Solved TrueOS boots but FreeBSD doesn't

I have a Windows base Z83 MiniPC on which I would like to run FreeBSD. I'd prefer to keep Windows on it at the moment but boot FreeBSD from an external USB enclosure. The system requires a UEFI boot and have managed to boot TrueOS from a USB disk, but FreeBSD is not recognised when I install via bsdinstall(), probably because there is no efi partition. Is there an option in bsdinstall() for creating an installation which uses efi?
Or have I overlooked someyhing?
 
I think what you need to do is force the BIOS to UEFI for this.

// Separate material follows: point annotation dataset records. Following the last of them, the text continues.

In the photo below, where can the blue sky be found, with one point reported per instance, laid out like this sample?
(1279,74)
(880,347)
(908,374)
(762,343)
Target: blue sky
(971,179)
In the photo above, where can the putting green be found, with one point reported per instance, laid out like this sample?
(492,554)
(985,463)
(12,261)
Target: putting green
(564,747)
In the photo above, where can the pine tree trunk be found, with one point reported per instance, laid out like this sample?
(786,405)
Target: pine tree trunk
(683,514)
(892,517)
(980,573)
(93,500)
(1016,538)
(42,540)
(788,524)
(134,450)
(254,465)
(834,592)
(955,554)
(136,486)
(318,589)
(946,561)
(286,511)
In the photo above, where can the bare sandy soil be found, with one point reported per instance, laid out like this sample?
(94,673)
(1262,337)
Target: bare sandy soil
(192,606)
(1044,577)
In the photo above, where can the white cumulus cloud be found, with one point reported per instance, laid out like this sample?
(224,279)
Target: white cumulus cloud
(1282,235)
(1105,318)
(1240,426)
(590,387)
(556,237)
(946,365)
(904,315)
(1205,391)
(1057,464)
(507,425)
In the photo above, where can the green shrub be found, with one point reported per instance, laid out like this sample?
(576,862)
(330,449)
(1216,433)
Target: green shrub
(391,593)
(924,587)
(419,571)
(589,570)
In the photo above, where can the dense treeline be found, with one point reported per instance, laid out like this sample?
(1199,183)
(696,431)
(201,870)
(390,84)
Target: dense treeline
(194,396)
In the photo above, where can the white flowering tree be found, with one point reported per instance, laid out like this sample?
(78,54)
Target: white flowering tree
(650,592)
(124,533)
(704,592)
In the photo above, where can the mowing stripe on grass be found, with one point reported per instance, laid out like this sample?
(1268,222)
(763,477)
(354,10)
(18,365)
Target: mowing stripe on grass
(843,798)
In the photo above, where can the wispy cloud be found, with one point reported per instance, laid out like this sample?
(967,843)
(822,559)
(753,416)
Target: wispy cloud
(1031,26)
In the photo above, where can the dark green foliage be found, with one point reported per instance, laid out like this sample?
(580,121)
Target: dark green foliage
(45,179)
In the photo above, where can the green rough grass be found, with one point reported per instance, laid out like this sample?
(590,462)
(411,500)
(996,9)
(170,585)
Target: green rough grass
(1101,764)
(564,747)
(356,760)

Go to BIOS and go to page to pick boot device.
Make sure it is set to UEFI USB Device. NOT PMAP USB Device
Make sure CSM is set to UEFI only.
When you start the FreeBSD installer you can tell whether you get an UEFI install or Legacy.
The dialog screens of bsdinstall are a lighter blue than the legacy install VGA blue or primary blue.
If you see VGA blue it will be legacy, so go back and hack on BIOS settings.
You must get the USB stick to boot in UEFI mode then everything is automatic in FreeBSD.
This means the whole install hangs off of the mode the usb stick boots in. No way to choose except BIOS.
Maybe TrueOS like pfSense only works on UEFI computers while FreeBSD maintains compatibility with legacy bios installs.
I am unsure. Maybe they start their installer another way.
Of course you could manually force this because FreeBSD is awesome or install on another EFI computer and carry over.
 
Something else you could try is boot up off external CD/DVD and see what that gives you. I only use FreeBSD USB Memstick.
Maybe a FreeBSD CD-ROM ISO install would act differently.
 
Managed to sort things out by copying the TrueOS efi partition to the other disk and now it shows up in the menu.